Looks like you’ll have to put your fall picnics on Central Park’s Great Lawn on pause–at least if you were planning to lay out your picnic blankets on this section of it.
As reported by West Side Rag, 12-acres-worth of Central Park’s Great Lawn will be closed at least through April 2024 after sustaining damage from heavy rain and the Global Citizen Festival that took place last month on September 23rd.
Councilmember Gale Brewer wrote a letter to Mayor Eric Adams stating:
The combination of heavy rain, foot traffic, and machinery used for staging destroyed one-third of the Great Lawn. The Central Park Conservancy determined the extent of the damage necessitates immediate closure of the lawn for re-seeding.
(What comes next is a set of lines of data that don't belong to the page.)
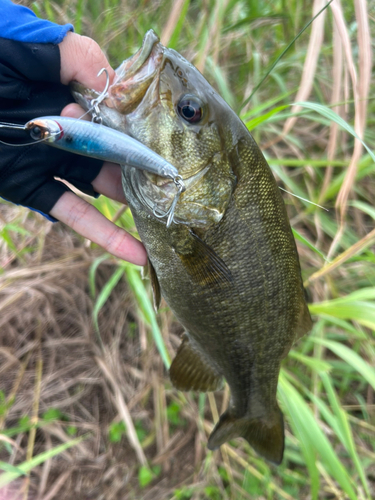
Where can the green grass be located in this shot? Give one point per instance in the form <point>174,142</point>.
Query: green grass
<point>325,384</point>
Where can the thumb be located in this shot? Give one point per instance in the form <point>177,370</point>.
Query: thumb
<point>81,60</point>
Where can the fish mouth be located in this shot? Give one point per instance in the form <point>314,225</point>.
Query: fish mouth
<point>158,193</point>
<point>135,75</point>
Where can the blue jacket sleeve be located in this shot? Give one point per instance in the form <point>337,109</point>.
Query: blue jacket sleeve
<point>20,24</point>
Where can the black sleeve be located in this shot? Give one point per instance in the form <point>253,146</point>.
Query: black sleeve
<point>30,87</point>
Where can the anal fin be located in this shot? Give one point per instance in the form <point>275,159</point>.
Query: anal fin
<point>154,285</point>
<point>265,435</point>
<point>191,372</point>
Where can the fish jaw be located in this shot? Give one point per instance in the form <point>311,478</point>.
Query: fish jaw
<point>135,75</point>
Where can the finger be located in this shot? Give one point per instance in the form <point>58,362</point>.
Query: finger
<point>90,223</point>
<point>108,182</point>
<point>82,59</point>
<point>75,111</point>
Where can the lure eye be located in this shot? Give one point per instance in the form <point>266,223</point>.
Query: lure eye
<point>36,133</point>
<point>190,108</point>
<point>39,132</point>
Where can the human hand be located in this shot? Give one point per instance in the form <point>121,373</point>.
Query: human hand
<point>27,174</point>
<point>81,60</point>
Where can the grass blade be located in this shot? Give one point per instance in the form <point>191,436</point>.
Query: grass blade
<point>147,309</point>
<point>27,466</point>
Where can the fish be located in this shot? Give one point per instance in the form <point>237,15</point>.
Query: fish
<point>227,266</point>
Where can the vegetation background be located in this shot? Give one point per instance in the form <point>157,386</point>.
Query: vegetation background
<point>86,407</point>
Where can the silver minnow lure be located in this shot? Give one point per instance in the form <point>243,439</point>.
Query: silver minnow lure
<point>98,141</point>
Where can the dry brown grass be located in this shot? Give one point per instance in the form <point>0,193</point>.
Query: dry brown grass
<point>50,358</point>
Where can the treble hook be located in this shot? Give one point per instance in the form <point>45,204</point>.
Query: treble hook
<point>95,102</point>
<point>170,212</point>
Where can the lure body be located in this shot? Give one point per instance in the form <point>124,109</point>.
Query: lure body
<point>100,142</point>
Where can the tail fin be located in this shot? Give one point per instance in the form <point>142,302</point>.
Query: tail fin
<point>265,435</point>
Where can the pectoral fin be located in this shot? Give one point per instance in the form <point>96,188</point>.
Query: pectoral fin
<point>203,264</point>
<point>265,435</point>
<point>191,372</point>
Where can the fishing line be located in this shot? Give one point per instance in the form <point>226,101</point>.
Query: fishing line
<point>282,54</point>
<point>304,199</point>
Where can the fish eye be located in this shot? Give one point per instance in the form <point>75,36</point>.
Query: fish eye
<point>190,108</point>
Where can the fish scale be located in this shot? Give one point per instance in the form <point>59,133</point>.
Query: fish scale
<point>228,266</point>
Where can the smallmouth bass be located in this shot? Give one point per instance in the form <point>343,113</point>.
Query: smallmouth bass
<point>228,266</point>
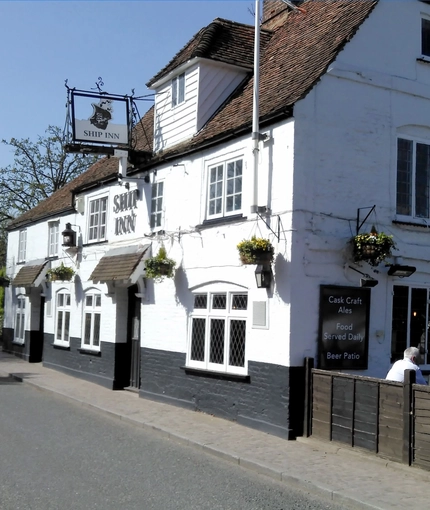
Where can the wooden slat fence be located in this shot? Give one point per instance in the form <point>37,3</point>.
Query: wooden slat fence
<point>360,411</point>
<point>421,428</point>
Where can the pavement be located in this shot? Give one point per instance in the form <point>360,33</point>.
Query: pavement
<point>346,476</point>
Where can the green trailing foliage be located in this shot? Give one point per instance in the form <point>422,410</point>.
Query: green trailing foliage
<point>250,250</point>
<point>372,247</point>
<point>160,266</point>
<point>60,273</point>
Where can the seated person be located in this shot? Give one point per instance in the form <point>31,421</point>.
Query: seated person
<point>409,362</point>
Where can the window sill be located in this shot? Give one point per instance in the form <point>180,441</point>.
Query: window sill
<point>216,375</point>
<point>94,243</point>
<point>221,221</point>
<point>61,347</point>
<point>90,352</point>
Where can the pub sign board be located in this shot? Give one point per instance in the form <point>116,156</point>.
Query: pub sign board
<point>100,118</point>
<point>343,341</point>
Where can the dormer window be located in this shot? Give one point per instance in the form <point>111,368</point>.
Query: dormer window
<point>178,90</point>
<point>425,37</point>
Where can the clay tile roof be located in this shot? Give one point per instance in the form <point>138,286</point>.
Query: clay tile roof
<point>295,53</point>
<point>28,274</point>
<point>119,266</point>
<point>223,41</point>
<point>298,54</point>
<point>62,200</point>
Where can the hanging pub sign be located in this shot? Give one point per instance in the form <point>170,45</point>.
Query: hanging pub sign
<point>344,327</point>
<point>100,118</point>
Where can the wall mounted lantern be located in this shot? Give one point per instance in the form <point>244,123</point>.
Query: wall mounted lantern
<point>263,276</point>
<point>69,236</point>
<point>367,280</point>
<point>401,271</point>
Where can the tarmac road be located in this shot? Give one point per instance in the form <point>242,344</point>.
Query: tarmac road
<point>55,454</point>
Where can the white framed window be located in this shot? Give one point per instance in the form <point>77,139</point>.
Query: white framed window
<point>425,37</point>
<point>92,320</point>
<point>413,178</point>
<point>217,333</point>
<point>20,320</point>
<point>157,204</point>
<point>53,238</point>
<point>225,189</point>
<point>97,220</point>
<point>62,323</point>
<point>178,90</point>
<point>22,245</point>
<point>411,322</point>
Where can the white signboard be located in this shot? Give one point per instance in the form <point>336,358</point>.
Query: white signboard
<point>100,118</point>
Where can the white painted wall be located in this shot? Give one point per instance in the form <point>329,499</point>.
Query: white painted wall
<point>207,85</point>
<point>337,155</point>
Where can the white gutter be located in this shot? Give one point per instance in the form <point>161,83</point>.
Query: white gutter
<point>255,109</point>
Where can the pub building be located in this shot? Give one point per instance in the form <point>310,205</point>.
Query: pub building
<point>327,156</point>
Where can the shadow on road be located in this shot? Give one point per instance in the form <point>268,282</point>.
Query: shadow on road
<point>9,380</point>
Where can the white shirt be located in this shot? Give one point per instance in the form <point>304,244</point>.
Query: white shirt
<point>397,371</point>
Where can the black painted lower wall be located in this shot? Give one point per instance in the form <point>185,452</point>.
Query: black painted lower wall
<point>270,399</point>
<point>101,368</point>
<point>30,350</point>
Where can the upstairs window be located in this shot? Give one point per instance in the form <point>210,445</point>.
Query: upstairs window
<point>157,204</point>
<point>425,37</point>
<point>22,245</point>
<point>178,90</point>
<point>20,320</point>
<point>97,220</point>
<point>62,329</point>
<point>218,332</point>
<point>53,236</point>
<point>92,320</point>
<point>225,189</point>
<point>413,178</point>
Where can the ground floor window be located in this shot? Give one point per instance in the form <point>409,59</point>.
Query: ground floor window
<point>411,321</point>
<point>62,326</point>
<point>92,320</point>
<point>20,320</point>
<point>218,332</point>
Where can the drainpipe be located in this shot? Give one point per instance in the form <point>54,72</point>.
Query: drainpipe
<point>255,109</point>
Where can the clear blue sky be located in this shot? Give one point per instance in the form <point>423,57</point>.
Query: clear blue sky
<point>43,43</point>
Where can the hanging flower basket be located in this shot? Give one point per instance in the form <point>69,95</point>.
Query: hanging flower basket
<point>256,250</point>
<point>61,273</point>
<point>160,266</point>
<point>372,247</point>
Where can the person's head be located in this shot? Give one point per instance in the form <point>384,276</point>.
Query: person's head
<point>413,353</point>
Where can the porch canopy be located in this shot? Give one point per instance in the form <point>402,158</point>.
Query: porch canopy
<point>32,274</point>
<point>123,264</point>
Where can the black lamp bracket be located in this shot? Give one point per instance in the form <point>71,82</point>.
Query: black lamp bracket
<point>362,274</point>
<point>277,234</point>
<point>359,225</point>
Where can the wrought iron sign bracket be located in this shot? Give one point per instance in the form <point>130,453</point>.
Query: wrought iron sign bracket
<point>278,234</point>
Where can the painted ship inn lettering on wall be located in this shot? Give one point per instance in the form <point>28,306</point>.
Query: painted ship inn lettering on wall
<point>125,202</point>
<point>344,325</point>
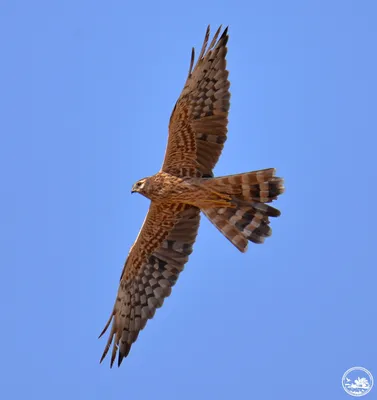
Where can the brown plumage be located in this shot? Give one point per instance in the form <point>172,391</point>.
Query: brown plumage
<point>235,204</point>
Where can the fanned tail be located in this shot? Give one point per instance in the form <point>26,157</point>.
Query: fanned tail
<point>248,218</point>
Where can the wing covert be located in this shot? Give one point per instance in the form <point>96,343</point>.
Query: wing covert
<point>151,270</point>
<point>198,124</point>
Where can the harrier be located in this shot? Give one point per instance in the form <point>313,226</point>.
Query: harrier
<point>185,186</point>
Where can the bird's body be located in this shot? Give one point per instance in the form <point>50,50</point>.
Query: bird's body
<point>164,188</point>
<point>184,187</point>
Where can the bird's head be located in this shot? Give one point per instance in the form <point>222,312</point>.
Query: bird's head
<point>141,187</point>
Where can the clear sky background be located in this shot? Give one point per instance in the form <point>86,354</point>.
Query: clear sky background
<point>86,91</point>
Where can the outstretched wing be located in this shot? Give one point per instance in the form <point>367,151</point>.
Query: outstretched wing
<point>151,269</point>
<point>198,124</point>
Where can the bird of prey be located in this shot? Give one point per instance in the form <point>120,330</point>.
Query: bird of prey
<point>184,187</point>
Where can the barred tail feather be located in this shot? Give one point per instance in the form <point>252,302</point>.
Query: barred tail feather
<point>248,217</point>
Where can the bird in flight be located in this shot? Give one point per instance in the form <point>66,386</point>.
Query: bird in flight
<point>184,187</point>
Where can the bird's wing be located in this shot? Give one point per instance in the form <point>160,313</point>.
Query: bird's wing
<point>152,267</point>
<point>198,124</point>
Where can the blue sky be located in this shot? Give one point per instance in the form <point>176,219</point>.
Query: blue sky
<point>87,90</point>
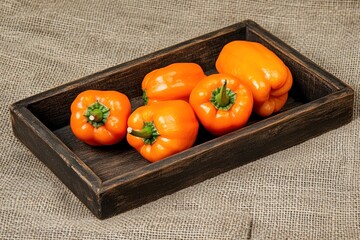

As a result, 12-acres of public greenspace will be unavailable to New Yorkers until April 2024 or later, all to accommodate a one-day event.
Brewer apparently has “never been a fan of the Global Citizen Festival,” and she also “urged” Mayor Eric Adams and NYC Parks Department Commissioner Sue Donoghue to find a venue other than Central Park to host the annual festival in the future.
Started in 2012, this year the festival drew in tens of thousands of guests to Central Park’s Great Lawn to listen to artists such as the Red Hot Chili Peppers, Lauryn Hill, Jung Kook, Anitta, and more.
The lawn, however, was soggy due to relentless rain that showered NYC with four to five inches of rain prior to the event, and the mass of foot traffic that the event invited didn’t help the issue.
Though The West Side Rag reports that Global Citizen worked closely with the NYC Mayor’s Office, the NYC Department of Parks & Recreation, the Office of Emergency Management, the NYPD, the FDNY and the Central Park Conservancy in the months leading up to the festival, it was ultimately decided that the festival should go on as planned.
Though the 55-acre Great Lawn closes each year mid-to-late November through April anyway (reopening for significant snowfall) New Yorkers will lose out on nearly two months of access to the lawn considering the space closed immediately after the festival.
According to West Side Rag, a spokesperson for the Central Park Conservancy stated:
The use of heavy equipment and intense foot traffic in the saturated conditions from the September 23 concert damaged a large portion of the lawn and fully destroyed a third of it. Our team is now working to restore the lawn, hopefully in time to reopen this spring.
A spokesperson for the Global Citizen told The West Side Rag that it will “work with the Central Park Conservancy to assess and cover the costs of any damage.”